Bergfriede (il) l Die Bergung des bei Bergfriede gesunkenen Frachters "Rothensee" rückt näher. Erste Teile der zur Bergung nötigen Technik sind am Wochenende bereits vor Ort eingetroffen. Der Schwimmkran selbst ist derzeit von den Niederlanden über Hamburg auf dem Weg zum Unglücksort. Er wird voraussichtlich am Dienstag vor Ort eintreffen, schätzte Kai Römer vom Wasserstraßenamt Uelzen auf Nachfrage ein. Die eigentlichen Bergungsarbeiten sollen dann am Mittwoch beginnen. Die Experten hoffen, die Rothensee wieder schwimmfähig zu bekommen. Taucher haben sich das Güterschiff angesehen und festgestellt, dass die Rothensee zwar nicht durchgebrochen, aber eingeknickt ist. Beim Bergen besteht nun die Gefahr, dass der Frachter völlig auseinanderbrechen könnte. Vorgesehen ist, das Wasser aus dem Schiff zu pumpen, um sie dann zum Abwracken in einen sicheren Hafen geschleppt werden. Zu retten sei das 67 Meter lange und etwa 300 Tonnen schwere Schiff nicht mehr, so Kai Römer.
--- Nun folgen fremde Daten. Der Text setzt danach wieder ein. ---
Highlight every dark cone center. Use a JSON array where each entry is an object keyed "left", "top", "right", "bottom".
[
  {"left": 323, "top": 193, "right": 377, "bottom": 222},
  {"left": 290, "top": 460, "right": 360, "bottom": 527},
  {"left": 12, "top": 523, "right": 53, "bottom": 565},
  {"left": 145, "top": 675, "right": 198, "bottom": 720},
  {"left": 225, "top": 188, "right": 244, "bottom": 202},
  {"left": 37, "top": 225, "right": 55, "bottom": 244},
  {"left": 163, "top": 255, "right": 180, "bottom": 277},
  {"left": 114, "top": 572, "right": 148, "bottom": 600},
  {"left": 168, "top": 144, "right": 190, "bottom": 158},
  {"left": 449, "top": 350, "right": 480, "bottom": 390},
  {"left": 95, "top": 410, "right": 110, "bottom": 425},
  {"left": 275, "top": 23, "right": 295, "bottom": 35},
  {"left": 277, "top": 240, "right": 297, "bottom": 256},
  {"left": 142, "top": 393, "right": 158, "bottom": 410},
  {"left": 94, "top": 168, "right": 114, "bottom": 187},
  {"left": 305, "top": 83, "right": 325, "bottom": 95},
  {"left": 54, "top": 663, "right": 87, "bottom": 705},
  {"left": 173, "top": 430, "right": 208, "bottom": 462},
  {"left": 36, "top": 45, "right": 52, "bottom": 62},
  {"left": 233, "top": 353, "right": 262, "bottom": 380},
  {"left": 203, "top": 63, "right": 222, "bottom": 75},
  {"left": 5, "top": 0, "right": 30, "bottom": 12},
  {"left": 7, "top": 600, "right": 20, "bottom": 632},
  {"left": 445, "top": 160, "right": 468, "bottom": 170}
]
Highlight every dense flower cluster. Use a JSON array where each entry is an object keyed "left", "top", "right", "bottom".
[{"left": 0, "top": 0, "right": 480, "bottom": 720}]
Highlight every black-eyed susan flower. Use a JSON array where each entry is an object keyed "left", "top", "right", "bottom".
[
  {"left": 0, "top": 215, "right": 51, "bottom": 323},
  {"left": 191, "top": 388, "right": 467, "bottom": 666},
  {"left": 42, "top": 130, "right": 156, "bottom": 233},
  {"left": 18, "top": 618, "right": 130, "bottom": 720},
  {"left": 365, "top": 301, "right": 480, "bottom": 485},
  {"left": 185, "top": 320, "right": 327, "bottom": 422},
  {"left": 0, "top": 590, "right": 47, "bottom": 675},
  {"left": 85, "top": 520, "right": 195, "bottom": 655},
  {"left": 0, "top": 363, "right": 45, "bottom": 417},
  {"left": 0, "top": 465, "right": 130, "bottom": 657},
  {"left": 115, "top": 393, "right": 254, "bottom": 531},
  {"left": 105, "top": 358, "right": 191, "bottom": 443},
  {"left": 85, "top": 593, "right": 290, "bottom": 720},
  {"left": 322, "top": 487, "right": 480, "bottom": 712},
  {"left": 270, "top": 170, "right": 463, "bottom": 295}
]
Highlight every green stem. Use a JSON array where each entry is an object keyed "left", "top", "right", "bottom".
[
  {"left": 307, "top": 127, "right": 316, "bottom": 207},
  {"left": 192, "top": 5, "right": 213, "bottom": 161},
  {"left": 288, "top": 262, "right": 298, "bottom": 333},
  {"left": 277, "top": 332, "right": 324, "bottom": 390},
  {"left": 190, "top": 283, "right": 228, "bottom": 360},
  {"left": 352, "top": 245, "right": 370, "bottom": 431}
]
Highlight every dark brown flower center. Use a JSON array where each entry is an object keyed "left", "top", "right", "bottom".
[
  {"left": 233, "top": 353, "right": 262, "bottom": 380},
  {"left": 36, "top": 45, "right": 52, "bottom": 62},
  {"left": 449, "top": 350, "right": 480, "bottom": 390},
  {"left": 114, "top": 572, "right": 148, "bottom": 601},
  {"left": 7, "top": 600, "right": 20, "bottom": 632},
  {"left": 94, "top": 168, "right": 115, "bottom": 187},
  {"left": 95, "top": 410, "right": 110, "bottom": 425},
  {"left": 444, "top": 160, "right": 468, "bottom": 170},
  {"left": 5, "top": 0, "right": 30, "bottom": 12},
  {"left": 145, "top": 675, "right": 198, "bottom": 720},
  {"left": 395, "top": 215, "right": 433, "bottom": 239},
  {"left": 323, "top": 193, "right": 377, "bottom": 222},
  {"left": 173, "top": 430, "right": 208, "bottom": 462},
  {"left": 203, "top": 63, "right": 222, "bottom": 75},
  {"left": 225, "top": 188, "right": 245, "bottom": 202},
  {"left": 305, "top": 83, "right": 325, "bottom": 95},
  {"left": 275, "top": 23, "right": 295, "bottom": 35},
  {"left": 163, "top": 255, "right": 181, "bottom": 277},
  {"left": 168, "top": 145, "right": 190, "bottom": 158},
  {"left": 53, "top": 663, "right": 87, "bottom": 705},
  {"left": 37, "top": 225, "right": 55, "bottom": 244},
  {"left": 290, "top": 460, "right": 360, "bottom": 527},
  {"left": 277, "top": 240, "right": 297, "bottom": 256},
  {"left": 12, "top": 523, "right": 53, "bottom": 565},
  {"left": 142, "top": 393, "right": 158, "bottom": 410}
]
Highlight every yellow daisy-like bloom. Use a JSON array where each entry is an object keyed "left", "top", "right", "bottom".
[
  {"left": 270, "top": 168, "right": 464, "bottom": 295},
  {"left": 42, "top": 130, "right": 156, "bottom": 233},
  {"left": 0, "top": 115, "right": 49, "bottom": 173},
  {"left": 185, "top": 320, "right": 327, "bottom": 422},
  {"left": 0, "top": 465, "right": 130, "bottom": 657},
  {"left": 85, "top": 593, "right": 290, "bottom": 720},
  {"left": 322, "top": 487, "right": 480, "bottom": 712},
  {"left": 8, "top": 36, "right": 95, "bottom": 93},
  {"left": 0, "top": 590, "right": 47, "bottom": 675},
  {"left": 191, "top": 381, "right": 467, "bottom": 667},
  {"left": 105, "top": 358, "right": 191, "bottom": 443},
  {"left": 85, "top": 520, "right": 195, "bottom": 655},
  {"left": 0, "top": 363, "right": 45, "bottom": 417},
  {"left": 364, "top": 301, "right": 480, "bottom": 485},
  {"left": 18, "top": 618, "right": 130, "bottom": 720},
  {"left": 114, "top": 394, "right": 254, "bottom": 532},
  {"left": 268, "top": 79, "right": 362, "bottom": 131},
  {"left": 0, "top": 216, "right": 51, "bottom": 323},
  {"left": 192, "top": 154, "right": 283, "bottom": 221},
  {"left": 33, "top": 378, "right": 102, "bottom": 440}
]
Unterdessen entwickelt sich die Unglücksstelle zu einem Magneten für Schaulustige. Das verlängerte Wochenende nutzten bereits zahlreiche Neugierige, um sich selbst ein Bild vom Unglücksort zu machen. Derweil ist die Unglücksstelle etwas weiträumiger abgesperrt worden, damit die Arbeiten nicht behindert werden. Probleme mit Schaulustigen habe es aber bislang nicht gegeben, so Kai Römer.